06/04/2023

À seulement 28 ans, l’auteure irlandaise signe avec Conversations entre amis un second roman remarquable qui en dit long sur les préoccupations de sa génération.

De Dublin à New York, il est désormais impossible d’entrer dans une librairie sans y voir le nom de Sally Rooney. À seulement 28 ans, la romancière irlandaise est devenue l’un des plus grands phénomènes littéraires de la décennie dans les pays anglo-saxons, dont les ventes se compteraient déjà par centaines de milliers. Son premier roman Conversations entre amis, rédigé en trois mois alors qu’elle achevait un master en littérature américaine au Trinity College de Dublin, et publié en 2017 aux éditions Faber & Faber, a fait l’objet d’une enchère entre sept éditeurs différents, et a déjà été traduit dans plus de douze langues. Sa traduction française, signée Laetitia Devaux, est paru le mois dernier aux éditions de L’Olivier.

« La Salinger de la génération Snapchat »

L’histoire démarre à Dublin, où Frances et Bobbi, deux étudiantes et anciennes amantes devenues meilleures amies, collaborent sur des performances de poésie.

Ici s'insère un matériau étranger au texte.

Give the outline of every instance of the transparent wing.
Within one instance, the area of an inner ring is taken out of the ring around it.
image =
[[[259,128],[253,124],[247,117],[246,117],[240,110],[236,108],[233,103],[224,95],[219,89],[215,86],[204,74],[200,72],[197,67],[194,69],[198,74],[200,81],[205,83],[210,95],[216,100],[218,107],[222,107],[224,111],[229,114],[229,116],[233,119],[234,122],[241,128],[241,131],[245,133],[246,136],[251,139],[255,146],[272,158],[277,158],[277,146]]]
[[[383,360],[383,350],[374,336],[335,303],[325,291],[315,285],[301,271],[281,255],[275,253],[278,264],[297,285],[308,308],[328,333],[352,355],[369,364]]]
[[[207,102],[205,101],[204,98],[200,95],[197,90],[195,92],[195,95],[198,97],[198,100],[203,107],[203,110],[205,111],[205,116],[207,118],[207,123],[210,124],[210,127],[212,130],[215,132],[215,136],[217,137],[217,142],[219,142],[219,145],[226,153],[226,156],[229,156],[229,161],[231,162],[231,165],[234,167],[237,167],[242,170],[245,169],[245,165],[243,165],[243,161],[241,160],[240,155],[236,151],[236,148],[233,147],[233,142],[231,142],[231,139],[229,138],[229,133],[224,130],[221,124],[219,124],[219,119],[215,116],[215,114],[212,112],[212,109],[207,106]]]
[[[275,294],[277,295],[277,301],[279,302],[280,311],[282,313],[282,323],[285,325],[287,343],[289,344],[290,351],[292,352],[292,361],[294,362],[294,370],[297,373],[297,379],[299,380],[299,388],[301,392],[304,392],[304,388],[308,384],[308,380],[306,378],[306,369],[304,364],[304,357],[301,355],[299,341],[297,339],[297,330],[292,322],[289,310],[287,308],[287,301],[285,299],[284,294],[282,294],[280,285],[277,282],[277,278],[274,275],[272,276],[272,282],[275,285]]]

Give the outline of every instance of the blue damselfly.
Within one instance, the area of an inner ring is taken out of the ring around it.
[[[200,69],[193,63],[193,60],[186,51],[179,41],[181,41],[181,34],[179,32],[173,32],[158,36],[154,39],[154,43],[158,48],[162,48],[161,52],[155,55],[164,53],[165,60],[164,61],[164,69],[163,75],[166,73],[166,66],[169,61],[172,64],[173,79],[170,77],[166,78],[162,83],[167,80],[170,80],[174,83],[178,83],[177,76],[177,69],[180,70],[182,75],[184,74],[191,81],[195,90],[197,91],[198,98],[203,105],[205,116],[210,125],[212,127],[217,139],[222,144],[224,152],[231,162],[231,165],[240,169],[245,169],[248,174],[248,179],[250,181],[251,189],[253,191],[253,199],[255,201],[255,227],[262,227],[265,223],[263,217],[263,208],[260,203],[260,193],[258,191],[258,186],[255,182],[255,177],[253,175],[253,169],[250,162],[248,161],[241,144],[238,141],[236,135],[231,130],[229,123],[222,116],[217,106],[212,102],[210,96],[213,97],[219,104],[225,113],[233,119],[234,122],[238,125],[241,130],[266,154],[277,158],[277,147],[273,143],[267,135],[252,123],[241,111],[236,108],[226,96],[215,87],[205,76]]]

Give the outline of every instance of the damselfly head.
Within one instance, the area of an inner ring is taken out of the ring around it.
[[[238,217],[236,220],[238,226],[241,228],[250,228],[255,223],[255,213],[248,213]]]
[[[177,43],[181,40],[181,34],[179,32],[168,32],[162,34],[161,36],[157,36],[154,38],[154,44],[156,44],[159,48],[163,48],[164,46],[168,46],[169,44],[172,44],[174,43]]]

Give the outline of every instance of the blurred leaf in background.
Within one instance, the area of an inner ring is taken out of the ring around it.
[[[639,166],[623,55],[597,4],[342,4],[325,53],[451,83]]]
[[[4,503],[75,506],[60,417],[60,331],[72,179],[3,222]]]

Un soir, après une représentation, elles rencontrent Melissa, une photographe plus âgée, qui les félicite pour leur travail et les invite à boire un verre chez elle. Elles y font la rencontre de Nick, son mari, un acteur célèbre. Et l’histoire démarre. À travers ce drôle de ménage à quatre, Sally Rooney nous parle d’amour, d’infidélité, de statut social et de recherche de soi, avec des dialogues aiguisés et un réalisme qui fait presque froid dans le dos. Il y a quelque chose d’impitoyable dans sa façon de décrire les cercles intellectuels branchés, les attitudes faussement naturelles et les accès de lâcheté de ses personnages. Dans Normal People, qui n’a pas encore été traduit en français, elle aborde les mêmes thèmes à travers l’histoire de Marianne, une lycéenne brillante et impopulaire, et Connell, un lycéen brillant et populaire, dont la mère travaille comme femme de ménage pour la famille de Marianne. Les deux étudiants se fréquentent en secret, jusqu’à se retrouver ensemble à l’université, où Marianne s’épanouit alors que Connell s’efface. La BBC en prépare une adaptation en série télé pour la plateforme de vidéos Hulu.

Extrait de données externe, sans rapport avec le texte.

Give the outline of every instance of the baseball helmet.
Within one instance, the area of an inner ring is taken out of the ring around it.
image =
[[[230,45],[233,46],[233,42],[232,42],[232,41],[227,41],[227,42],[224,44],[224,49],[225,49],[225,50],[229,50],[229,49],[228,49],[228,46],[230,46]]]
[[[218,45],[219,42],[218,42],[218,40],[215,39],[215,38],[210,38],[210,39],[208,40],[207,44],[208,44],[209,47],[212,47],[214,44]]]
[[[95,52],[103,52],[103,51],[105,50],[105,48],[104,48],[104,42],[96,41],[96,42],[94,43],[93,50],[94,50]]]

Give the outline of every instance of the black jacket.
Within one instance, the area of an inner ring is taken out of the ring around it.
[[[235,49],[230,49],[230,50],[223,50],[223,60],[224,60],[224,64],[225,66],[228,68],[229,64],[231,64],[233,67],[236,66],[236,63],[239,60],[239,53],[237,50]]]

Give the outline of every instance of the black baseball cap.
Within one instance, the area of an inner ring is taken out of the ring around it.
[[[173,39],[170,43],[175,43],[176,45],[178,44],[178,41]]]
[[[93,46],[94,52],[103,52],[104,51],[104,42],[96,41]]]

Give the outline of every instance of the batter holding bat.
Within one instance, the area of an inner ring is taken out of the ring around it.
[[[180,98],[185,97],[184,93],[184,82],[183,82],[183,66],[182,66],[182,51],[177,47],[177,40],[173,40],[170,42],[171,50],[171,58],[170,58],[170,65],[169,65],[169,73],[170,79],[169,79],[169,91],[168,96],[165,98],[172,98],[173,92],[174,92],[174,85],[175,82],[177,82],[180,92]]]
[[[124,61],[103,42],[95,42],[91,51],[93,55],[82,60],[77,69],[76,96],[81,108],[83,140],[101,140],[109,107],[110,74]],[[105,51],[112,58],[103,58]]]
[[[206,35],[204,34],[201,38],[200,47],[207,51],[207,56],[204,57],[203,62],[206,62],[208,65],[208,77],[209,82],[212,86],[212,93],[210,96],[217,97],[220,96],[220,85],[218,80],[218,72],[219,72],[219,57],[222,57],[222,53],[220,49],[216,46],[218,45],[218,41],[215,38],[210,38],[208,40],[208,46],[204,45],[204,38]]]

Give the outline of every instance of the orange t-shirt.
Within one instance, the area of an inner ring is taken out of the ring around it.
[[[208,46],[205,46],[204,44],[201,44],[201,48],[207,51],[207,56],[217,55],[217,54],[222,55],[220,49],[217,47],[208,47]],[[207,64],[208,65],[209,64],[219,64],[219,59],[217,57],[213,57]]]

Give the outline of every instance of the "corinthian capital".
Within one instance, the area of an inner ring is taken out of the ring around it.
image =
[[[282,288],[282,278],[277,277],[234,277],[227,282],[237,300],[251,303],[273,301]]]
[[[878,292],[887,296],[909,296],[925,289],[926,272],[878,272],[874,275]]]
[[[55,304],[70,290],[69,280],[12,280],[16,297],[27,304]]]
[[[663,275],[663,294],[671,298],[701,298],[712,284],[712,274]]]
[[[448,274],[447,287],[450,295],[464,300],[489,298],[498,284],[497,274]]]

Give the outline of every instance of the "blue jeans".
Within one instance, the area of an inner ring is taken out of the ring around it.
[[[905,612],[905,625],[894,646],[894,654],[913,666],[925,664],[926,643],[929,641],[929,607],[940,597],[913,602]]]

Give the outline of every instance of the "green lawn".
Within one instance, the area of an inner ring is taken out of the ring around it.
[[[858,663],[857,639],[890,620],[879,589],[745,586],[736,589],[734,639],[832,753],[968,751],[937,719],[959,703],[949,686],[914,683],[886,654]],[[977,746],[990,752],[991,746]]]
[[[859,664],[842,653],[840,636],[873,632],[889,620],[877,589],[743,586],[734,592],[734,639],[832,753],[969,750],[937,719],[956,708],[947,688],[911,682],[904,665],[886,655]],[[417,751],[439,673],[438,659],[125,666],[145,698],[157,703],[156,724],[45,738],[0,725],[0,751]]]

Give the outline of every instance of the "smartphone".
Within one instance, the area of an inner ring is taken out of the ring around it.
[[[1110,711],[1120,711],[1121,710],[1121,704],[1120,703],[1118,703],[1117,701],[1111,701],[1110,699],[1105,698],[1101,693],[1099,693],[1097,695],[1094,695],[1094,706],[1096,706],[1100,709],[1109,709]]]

Encensée par le New York Times, le Irish Times et le New Yorker, qui lui consacrait un long portrait au mois de janvier dernier, celle qu’on a appelé « La Salinger de la génération Snapchat » est arrivée comme un OVNI dans le paysage littéraire – un OVNI particulièrement bien dans son époque. La plume de Sally Rooney est factuelle et directe, presque froide, et identifie avec une justesse parfois déconcertante les préoccupations de sa génération, et ce qu’on pourrait appeler les « codes » qui régissent les relations humaines à l’ère des réseaux sociaux, des crises économiques et du réchauffement climatique. Tout ça au détour de conversations bien ficelées entre des personnages réalistes. Au New Yorker, elle confiait « Beaucoup de critiques ont remarqué que mes livres étaient comme des romans du dix-neuvième siècle habillés avec des vêtements d’aujourd’hui. » On mentionne souvent Jane Austen lorsqu’on parle de Sally Rooney, et de cette façon qu’elle a de parler d’amour, de mécanismes de pouvoir et de rapports humains. Un genre qu’elle traite de façon parfaitement contemporaine, maîtrisant à la perfection l’exercice des textos et des conversations par e-mail, souvent peu convaincant en littérature mais indispensable pour capter toutes les subtilités des interactions sociales aujourd’hui. Elle retranscrit avec une rare justesse les préoccupations d’une jeunesse vaguement désabusée, entre le monde du travail, la politique (toujours teintée de marxisme), le rapport au corps, à la souffrance et aux autres. Ses livres sont riches de débats d’idées (elle en est une championne certifiée), d’une certaine intolérance pour la faiblesse et d’une forme de détachement propre aux jeunes adultes qui ont grandi à l’aube du nouveau millénaire. Sally Rooney affirmait il y a quelques années qu’on donne trop d’importance aux romanciers. Il faut toutefois des romanciers importants. De par sa capacité à frapper, sans ménagement mais avec une grande élégance, en plein dans la réalité, Sally Rooney fait sans aucun doute partie de ceux-là.

Conversations entre amis de Sally Rooney, traduit de l’anglais (Irlande) par Laetitia Devaux, éditions L’Olivier, 396 pages, 23 €.